On Fri, 4 Dec 2015, Julian Calaby wrote:

> > -               if (overrides[current_override].board == BOARD_NCR53C400A) {
> > +               if (overrides[current_override].board == BOARD_NCR53C400A ||
> > +                   overrides[current_override].board == BOARD_DTC3181E) {
> 
> These if statements are starting to get a bit long, would it make
> sense to replace them with a flag or equivalent?

To what end? Shorter lines? As in,

        if (board_is_ncr53c400a || board_is_dtc3181e) {
                /* ... */
        }

I suppose that could be an improvement if new flags would entirely replace 
the override.board struct member and the existing switch statement,

        switch (overrides[current_override].board) {
                /* ... */
        }

Or maybe you meant testing a new flag something like this,

        if (hostdata->ncr53c400_compatible) {
                /* ... */
        }

If your concern is the Don't Repeat Yourself rule, I'm not sure that new 
flag would get tested more than once (?) And it would still have to be 
assigned using an "objectionably" long expression, e.g.

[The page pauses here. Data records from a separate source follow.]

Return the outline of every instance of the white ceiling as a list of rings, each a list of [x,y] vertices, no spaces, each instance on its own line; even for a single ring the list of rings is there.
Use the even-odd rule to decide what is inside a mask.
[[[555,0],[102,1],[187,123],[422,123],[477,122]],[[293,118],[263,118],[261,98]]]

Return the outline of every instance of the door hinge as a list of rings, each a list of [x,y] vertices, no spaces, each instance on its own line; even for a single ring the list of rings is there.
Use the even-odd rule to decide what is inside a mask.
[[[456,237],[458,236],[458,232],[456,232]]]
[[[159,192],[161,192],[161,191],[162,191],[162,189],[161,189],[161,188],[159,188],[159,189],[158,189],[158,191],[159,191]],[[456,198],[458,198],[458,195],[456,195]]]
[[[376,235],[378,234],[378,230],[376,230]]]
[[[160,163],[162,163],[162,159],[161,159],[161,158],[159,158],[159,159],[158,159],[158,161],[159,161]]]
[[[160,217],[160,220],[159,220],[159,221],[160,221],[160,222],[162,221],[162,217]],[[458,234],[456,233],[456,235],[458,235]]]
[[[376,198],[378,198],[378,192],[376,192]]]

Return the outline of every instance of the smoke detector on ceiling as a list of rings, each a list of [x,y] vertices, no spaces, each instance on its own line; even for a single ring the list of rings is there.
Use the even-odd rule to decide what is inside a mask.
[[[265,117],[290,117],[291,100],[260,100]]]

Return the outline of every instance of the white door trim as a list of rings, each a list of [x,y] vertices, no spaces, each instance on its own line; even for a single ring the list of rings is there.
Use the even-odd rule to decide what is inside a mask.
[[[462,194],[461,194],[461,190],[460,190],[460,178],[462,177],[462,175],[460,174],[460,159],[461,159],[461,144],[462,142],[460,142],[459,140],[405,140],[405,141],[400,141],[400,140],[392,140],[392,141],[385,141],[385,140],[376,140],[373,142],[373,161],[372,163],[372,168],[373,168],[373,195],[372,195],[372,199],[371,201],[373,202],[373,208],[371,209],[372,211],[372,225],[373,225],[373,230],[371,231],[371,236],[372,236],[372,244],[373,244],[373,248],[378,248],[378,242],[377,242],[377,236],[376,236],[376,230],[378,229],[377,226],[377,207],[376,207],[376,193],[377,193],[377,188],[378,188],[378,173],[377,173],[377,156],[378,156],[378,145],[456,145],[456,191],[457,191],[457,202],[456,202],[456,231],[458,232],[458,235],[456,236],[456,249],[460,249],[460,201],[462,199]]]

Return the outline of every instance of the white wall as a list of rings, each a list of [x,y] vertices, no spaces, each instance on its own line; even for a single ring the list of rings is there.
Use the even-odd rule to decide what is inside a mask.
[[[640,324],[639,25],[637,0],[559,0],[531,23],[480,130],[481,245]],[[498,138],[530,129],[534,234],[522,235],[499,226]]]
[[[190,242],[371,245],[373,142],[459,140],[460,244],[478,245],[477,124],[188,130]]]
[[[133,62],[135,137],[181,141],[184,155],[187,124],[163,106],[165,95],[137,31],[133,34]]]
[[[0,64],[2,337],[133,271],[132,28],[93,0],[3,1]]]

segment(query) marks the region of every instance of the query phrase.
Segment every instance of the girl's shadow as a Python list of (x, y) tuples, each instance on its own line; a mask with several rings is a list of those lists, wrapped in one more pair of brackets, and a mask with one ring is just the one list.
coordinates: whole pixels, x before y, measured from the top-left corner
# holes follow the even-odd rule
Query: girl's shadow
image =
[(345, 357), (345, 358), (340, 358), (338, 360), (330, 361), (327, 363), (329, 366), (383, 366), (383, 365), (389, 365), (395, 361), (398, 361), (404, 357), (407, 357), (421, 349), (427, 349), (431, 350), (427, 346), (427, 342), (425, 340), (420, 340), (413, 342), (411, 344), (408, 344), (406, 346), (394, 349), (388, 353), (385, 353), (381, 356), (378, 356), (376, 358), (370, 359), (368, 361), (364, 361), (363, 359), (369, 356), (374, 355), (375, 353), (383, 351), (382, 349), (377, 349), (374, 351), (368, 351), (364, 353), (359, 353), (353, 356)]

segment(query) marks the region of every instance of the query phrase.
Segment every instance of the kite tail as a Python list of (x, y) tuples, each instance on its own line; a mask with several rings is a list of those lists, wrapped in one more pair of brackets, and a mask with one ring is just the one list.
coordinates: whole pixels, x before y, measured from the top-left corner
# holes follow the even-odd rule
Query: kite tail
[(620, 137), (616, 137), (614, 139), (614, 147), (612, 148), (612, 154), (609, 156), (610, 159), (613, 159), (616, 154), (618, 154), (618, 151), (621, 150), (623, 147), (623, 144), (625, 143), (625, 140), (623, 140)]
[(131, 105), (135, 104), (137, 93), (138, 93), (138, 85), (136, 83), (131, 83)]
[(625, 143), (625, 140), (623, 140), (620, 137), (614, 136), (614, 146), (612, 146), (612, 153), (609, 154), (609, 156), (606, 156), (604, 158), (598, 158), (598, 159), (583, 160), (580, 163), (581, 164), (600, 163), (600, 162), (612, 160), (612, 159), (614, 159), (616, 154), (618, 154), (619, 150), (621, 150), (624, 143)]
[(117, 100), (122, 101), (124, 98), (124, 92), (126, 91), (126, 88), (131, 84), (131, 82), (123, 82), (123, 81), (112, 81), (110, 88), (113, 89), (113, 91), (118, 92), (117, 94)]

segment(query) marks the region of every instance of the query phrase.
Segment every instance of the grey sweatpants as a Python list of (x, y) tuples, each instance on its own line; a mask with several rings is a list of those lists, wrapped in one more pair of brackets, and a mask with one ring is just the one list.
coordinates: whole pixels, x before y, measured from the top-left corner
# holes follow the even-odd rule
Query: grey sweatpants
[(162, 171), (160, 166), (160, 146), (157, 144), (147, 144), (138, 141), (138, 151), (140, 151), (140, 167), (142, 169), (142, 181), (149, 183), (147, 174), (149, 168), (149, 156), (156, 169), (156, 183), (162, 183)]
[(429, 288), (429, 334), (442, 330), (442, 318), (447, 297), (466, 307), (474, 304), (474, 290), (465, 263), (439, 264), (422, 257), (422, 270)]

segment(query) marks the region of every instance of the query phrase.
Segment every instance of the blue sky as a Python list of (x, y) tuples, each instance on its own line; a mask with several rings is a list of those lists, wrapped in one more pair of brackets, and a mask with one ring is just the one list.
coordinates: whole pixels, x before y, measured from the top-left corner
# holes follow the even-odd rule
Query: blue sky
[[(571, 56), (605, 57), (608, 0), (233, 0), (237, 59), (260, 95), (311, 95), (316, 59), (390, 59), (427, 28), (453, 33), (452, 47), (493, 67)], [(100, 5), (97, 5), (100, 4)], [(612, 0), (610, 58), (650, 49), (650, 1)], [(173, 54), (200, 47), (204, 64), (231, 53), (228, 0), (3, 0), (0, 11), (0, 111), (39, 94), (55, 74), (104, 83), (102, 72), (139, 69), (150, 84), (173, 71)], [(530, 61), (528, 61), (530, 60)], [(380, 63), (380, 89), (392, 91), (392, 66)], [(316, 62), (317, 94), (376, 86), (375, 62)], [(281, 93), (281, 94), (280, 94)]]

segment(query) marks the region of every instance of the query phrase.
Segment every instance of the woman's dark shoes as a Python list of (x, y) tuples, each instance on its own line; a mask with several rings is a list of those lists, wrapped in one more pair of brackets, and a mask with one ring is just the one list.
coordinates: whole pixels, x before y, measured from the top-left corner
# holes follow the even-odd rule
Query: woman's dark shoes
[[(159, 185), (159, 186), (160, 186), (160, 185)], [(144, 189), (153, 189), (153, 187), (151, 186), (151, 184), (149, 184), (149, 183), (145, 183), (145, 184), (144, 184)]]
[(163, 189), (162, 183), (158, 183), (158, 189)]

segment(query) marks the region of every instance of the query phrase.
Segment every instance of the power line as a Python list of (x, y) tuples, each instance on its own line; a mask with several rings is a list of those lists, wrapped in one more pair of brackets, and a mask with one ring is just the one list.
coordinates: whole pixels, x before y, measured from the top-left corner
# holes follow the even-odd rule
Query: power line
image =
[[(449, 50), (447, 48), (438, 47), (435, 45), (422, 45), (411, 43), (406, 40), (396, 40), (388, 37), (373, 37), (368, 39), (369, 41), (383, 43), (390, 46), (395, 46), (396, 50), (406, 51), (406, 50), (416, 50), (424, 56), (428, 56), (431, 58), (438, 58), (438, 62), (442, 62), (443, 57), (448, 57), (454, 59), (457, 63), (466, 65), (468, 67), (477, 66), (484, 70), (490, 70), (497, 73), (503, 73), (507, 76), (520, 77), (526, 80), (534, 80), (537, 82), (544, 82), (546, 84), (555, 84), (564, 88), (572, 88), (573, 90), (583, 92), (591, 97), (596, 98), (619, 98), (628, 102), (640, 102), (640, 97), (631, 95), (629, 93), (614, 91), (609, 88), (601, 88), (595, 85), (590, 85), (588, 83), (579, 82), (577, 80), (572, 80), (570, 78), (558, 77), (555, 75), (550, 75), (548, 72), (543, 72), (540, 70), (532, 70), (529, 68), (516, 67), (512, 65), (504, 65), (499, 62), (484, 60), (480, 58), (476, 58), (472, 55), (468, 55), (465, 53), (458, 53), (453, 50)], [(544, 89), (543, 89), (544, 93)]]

        hostdata->ncr53c400_compatible =
                overrides[current_override].board == BOARD_NCR53C400 ||
                overrides[current_override].board == BOARD_NCR53C400A ||
                overrides[current_override].board == BOARD_DTC3181E;

Rather than add new flags, perhaps a 'switch' statement instead of an 'if' 
statement would be shorter (if the size of the expression is the problem).